Tuesday, January 19, 2010

Americaland in Bad Decline: Thoughts on the Loss of the Supermajority in the US Senate

I don't normally comment on politics writ large, but here's what's going through my head on the election of Republican Scott Brown to Ted Kennedy's Senate seat today:
American democracy doesn't work very well anymore. I'm not the only one concluding this. It fails on its most basic terms: it can't manage to enact the stated will of the majority of the people, even when that will is in accordance with the judgment of the designated experts (as it is on health care). America, as a nation, doesn't seem to be working that well either.

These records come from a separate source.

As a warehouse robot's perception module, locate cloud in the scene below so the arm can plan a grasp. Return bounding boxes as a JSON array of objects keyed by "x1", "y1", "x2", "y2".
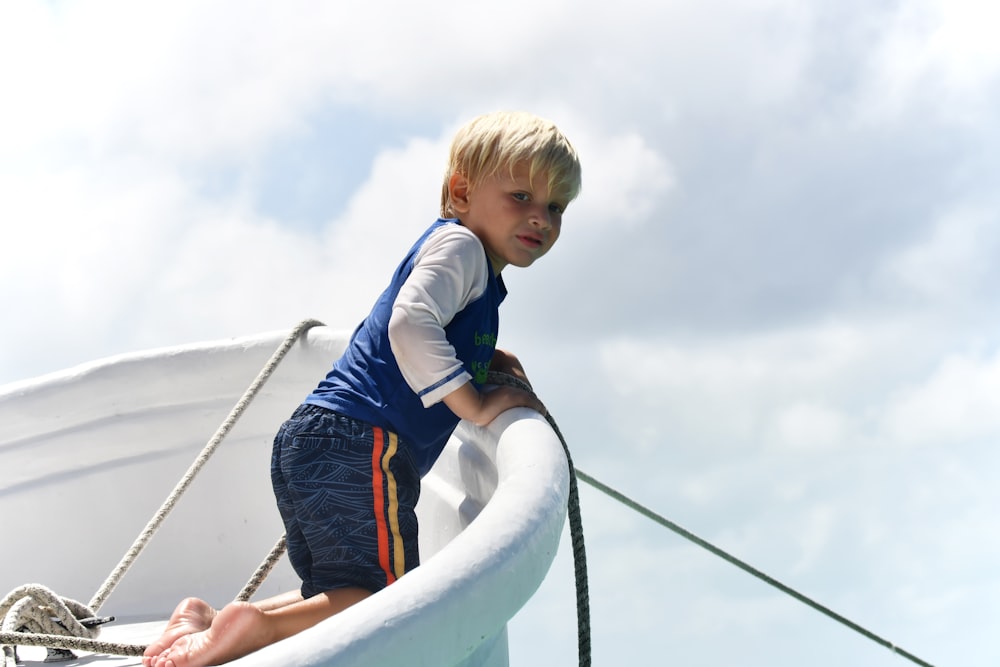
[{"x1": 885, "y1": 352, "x2": 1000, "y2": 446}]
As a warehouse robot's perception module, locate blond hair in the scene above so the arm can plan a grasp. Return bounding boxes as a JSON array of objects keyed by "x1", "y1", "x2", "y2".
[{"x1": 441, "y1": 111, "x2": 580, "y2": 217}]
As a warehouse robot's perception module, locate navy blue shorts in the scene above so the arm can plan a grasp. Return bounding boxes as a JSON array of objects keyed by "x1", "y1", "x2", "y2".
[{"x1": 271, "y1": 405, "x2": 420, "y2": 598}]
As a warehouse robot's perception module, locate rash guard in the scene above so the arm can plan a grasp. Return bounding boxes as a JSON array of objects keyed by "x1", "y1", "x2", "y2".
[{"x1": 305, "y1": 218, "x2": 507, "y2": 476}]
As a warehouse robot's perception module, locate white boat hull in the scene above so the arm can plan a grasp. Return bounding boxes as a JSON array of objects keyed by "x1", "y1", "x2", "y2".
[{"x1": 0, "y1": 327, "x2": 568, "y2": 667}]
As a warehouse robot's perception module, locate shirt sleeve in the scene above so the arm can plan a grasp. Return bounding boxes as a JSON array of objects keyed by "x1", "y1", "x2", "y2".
[{"x1": 389, "y1": 225, "x2": 490, "y2": 407}]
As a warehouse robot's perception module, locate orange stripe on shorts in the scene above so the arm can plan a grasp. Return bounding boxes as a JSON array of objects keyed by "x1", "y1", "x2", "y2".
[{"x1": 372, "y1": 427, "x2": 396, "y2": 585}]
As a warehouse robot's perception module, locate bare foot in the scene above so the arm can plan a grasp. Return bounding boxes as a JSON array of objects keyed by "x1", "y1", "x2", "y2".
[
  {"x1": 142, "y1": 598, "x2": 216, "y2": 667},
  {"x1": 153, "y1": 602, "x2": 271, "y2": 667}
]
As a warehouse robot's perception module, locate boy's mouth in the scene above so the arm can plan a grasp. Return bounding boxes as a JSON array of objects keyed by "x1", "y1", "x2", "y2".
[{"x1": 517, "y1": 235, "x2": 542, "y2": 248}]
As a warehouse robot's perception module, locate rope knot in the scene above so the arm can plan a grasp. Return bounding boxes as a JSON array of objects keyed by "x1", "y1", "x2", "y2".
[{"x1": 0, "y1": 584, "x2": 101, "y2": 664}]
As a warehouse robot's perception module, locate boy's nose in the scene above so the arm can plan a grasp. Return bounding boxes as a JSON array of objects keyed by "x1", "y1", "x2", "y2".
[{"x1": 529, "y1": 206, "x2": 552, "y2": 229}]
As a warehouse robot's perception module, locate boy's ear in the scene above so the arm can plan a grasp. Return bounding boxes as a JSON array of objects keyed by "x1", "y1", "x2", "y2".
[{"x1": 448, "y1": 171, "x2": 472, "y2": 213}]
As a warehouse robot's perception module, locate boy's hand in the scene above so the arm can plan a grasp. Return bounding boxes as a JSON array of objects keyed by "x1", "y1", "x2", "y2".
[
  {"x1": 444, "y1": 382, "x2": 545, "y2": 426},
  {"x1": 490, "y1": 349, "x2": 531, "y2": 387}
]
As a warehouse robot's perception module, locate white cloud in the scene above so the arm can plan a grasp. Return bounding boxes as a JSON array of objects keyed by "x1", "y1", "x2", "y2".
[{"x1": 884, "y1": 353, "x2": 1000, "y2": 446}]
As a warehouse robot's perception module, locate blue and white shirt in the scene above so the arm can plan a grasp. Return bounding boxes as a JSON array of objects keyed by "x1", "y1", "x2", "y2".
[{"x1": 305, "y1": 219, "x2": 507, "y2": 476}]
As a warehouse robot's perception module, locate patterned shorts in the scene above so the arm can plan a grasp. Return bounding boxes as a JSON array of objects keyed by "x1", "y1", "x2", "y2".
[{"x1": 271, "y1": 405, "x2": 420, "y2": 598}]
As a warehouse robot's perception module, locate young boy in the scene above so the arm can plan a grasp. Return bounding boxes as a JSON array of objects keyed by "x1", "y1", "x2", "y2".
[{"x1": 143, "y1": 113, "x2": 580, "y2": 667}]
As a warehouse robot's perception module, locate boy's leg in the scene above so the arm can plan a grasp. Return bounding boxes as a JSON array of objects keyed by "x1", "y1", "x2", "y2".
[{"x1": 144, "y1": 588, "x2": 371, "y2": 667}]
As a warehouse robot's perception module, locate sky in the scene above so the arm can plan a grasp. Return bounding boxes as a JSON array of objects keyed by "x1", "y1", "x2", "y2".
[{"x1": 0, "y1": 0, "x2": 1000, "y2": 667}]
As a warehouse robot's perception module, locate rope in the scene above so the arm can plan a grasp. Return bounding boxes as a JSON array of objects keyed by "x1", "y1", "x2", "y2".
[
  {"x1": 236, "y1": 535, "x2": 288, "y2": 602},
  {"x1": 576, "y1": 470, "x2": 933, "y2": 667},
  {"x1": 486, "y1": 371, "x2": 591, "y2": 667},
  {"x1": 89, "y1": 320, "x2": 323, "y2": 610},
  {"x1": 0, "y1": 320, "x2": 323, "y2": 667}
]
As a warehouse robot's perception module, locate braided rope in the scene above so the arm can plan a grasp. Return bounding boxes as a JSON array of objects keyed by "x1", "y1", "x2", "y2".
[
  {"x1": 236, "y1": 535, "x2": 288, "y2": 602},
  {"x1": 486, "y1": 371, "x2": 591, "y2": 667},
  {"x1": 90, "y1": 320, "x2": 323, "y2": 610}
]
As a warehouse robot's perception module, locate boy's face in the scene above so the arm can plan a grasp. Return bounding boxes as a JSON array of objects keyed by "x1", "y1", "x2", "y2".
[{"x1": 449, "y1": 164, "x2": 566, "y2": 274}]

Obama is probably one of the best Presidents our current system could produce. But that's a very qualified statement. He is abundant in the qualities of charisma, charm and communication skills, with an impeccable sense of the symbolically apt gesture. This are the qualities that the mass/social mediapoliticosphere demands. He doesn't seem to be as strong in moral courage--the devotion to fight like a bulldog for ideas that are right, but unpopular. Or even when they are popular, but there is opposition to them.

The charming, symbolically apt thing to do was to accept the Nobel Peace Prize, on the occasion of conducting two wars, and give a really great speech about it. The morally courageous thing to do would have been to refuse it.

Anyway, so American democracy: worn out. World government: not yet ready for prime time (cf Copenhagen). Yet people are suffering tragically and the world faces huge threats looming on the horizon. How then is the conscientious person to try to make change?

I think it's a good idea generally to try to work through institutions that are more functional than our national government/Congress and to build new kinds of institutions/groups/ bodies to get things done:

The courts. Nongovernmental organizations, charities, and philanthropies. Some state and local governments. Mass movements and coalitions. Science labs and research organizations. Social media. Social networks. Mainstream media. Spiritual and intentional communities. Even the marketplace.

Work with what's working. Work with what we've got.

3 comments:

jte said...

Yes people, some of them/us at least, should work through the institutions that look like they're working best. But if your implication is that we can wholesale abandon efforts to work with and in and through the dysfunctional institutions, I think that's a recipe for failure. With an institution as integral to the system as the legislature, you simply can't rely on the courts or any other institution to fill the gap. Some of us, a lot of us, are going to have to make it our business to find ways of making Congress functional. The courts and NGO world will never be capable of instituting the changes necessary to deal with the really big challenges. The cannot solve problems of the national debt and they cannot reshape the legal framework of the economy in a way that leads toward stable and shared prosperity. A dysfunctional Congress can't, or won't, solve those problems either, but Congress is a necessary participant. It's inescapable. Look at carbon emissions: a dysfunctional Congress will fail to create a system that reduces emissions, but that same dysfunctional Congress can block other institutions from addressing the problem on their own. The dysfunctions aren't just random. This is the process of drowning the government in a bathtub--the only quirk being that the Republicans haven't waited until the government is small first. They're just shoving the face of a large government in the water anyway. When that desperate government, and the society with which it is necessarily intertwined, starts thrashing about, watch out! Otherwise functional institutions will not be much help. We have got to, got to, make the dysfunctional institutions functional too.

Anya said...

@jte--I know you're probably right. My missive is for people who would rather give up entirely.

Anonymous said...

Anya,

"It fails on its most basic terms: it can't manage to enact the stated will of the majority of the people, even when that will is in accordance with the judgment of the designated experts (as it is on health care)."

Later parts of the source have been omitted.